Buckley has been proven correct about academia's growing partisanship and hostility to religion, but he wasn't really advocating for freedom of expression, he wanted his views to be dominant.
This is a problem with groups that promote freedom - they'll inevitably promote some views more, they’ll become pawns in others' games unless they are entirely committed to not allowing this to happen.
People involved in TU and FSU will say that they are, but they are not enough for my liking.
There's another person I went to Uni with who I find a really good commentator on many issues, and someone who I think bowls a straight ball - lawyer Graeme Edgeler.
My favourite thing about Graeme, something anyone who has interacted with him online can attest to, is that he's stubbornly committed to principle.
Sometimes he's pedantic, but he's also unafraid of being on the ‘wrong side’ if that is also the side of truth.
I couldn't place him on a political compass - I know he has values, I've been around him enough to attest to his commitment to his principles, but they go beyond any binary or partisanship.
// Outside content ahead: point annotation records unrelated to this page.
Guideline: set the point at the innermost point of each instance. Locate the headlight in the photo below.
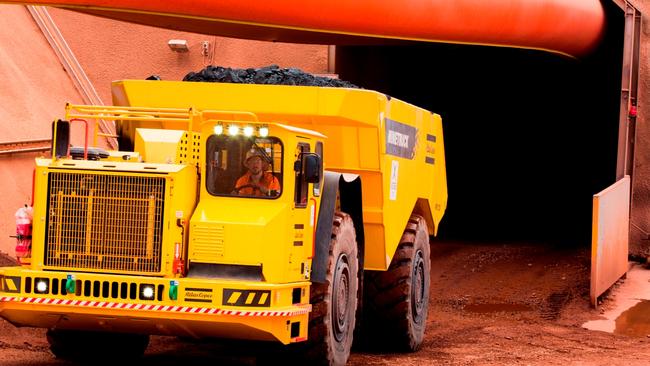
(147, 292)
(42, 285)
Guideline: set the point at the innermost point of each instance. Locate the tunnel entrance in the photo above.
(529, 136)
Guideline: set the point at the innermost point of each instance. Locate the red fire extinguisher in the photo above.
(24, 233)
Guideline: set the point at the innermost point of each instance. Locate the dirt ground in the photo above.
(491, 304)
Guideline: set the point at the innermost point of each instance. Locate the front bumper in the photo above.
(202, 308)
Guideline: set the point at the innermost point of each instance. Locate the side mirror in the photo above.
(311, 167)
(60, 138)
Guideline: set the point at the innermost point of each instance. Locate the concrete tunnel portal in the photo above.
(530, 136)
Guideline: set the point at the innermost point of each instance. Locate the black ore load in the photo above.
(273, 75)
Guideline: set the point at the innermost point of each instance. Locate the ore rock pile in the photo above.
(273, 75)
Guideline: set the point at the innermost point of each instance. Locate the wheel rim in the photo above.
(418, 288)
(341, 298)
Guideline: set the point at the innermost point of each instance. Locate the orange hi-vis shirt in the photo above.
(268, 181)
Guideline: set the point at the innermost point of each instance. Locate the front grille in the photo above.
(93, 289)
(104, 222)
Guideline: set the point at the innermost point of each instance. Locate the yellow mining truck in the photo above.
(257, 212)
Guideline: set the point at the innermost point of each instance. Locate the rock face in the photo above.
(272, 74)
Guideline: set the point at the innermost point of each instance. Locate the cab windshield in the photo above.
(244, 166)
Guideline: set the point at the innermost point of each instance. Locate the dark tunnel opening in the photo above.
(530, 136)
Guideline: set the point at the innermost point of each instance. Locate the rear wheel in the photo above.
(98, 347)
(334, 303)
(397, 300)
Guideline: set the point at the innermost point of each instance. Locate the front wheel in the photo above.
(334, 303)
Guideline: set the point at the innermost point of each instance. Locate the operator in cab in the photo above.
(257, 181)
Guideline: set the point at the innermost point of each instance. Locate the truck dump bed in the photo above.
(395, 147)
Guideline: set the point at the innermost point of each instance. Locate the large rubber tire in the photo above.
(96, 347)
(397, 300)
(334, 303)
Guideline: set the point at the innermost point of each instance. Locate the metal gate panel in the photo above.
(610, 237)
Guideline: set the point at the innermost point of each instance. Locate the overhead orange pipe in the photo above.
(571, 27)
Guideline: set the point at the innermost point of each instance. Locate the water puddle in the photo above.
(635, 321)
(496, 308)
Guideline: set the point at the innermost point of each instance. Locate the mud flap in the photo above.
(348, 188)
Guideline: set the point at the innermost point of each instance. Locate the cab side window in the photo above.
(302, 187)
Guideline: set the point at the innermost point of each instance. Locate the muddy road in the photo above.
(491, 304)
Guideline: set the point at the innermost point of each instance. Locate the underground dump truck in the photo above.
(289, 214)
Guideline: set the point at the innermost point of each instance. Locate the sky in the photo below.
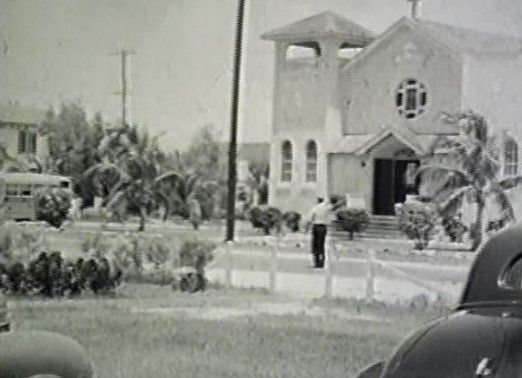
(54, 51)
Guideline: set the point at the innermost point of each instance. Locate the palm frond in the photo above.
(170, 176)
(446, 170)
(455, 199)
(502, 200)
(510, 182)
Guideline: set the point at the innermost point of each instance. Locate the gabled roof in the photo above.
(456, 39)
(405, 136)
(14, 113)
(325, 24)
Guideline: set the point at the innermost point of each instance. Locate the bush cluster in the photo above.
(292, 220)
(352, 220)
(265, 218)
(270, 218)
(156, 260)
(51, 276)
(52, 205)
(418, 220)
(454, 228)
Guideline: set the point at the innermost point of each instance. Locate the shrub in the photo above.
(454, 228)
(193, 257)
(417, 220)
(292, 219)
(352, 220)
(52, 205)
(50, 275)
(265, 218)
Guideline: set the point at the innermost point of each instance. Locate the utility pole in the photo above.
(125, 85)
(232, 151)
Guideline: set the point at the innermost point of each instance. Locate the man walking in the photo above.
(320, 217)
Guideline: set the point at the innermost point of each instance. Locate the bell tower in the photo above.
(309, 55)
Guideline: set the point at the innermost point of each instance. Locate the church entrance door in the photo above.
(391, 184)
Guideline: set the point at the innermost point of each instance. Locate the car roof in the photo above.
(484, 287)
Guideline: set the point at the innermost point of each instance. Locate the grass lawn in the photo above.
(151, 331)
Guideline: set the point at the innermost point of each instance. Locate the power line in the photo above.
(125, 91)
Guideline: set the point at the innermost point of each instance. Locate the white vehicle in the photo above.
(17, 192)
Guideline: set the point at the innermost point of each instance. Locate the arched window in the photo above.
(303, 50)
(510, 157)
(411, 98)
(311, 161)
(286, 161)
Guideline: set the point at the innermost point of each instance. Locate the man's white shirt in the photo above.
(321, 214)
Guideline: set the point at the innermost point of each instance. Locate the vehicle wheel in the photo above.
(190, 283)
(372, 371)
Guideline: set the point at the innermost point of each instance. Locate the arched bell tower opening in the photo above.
(306, 81)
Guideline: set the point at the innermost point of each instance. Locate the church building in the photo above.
(353, 111)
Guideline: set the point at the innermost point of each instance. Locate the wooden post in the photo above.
(228, 264)
(331, 257)
(370, 275)
(274, 251)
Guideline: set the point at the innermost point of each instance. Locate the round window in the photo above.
(411, 98)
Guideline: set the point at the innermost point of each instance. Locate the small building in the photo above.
(353, 111)
(20, 133)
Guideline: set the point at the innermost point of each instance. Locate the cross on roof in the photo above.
(415, 8)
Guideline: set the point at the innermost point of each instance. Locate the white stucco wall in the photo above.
(371, 81)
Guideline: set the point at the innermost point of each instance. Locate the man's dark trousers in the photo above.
(318, 238)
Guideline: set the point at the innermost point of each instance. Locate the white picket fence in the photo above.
(366, 289)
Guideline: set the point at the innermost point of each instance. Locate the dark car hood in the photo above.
(455, 347)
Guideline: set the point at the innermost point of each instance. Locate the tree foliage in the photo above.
(472, 171)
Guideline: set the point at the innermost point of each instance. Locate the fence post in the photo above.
(331, 256)
(274, 251)
(228, 264)
(370, 275)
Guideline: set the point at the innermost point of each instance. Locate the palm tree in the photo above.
(133, 173)
(472, 171)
Sometimes this means on the same day he's pissing off the left, right, and centre.
I like that. We need people like Graeme, and both the TU and FSU could learn a lot about message discipline and how to communicate from Graeme.
Organisations like TU and FSU need to be above culture war nonsense like he, above the minor frays and committed only to what's in their name.
Right now they are not.
Unless they face their issues, both systemic and communication based, I'm not sure they will ever be too good to have me as a member.
"The other member who described himself to me as a Paleo-Conservative and "proud racist.” - This person is Alex Fogerty. Unsure whether he was actively involved in TU beyond the initialconversations, but he was a cofounder of Vote for Change, which was also started by Williams, and was previously a site administrator for the white nationalist group Australian New Nation.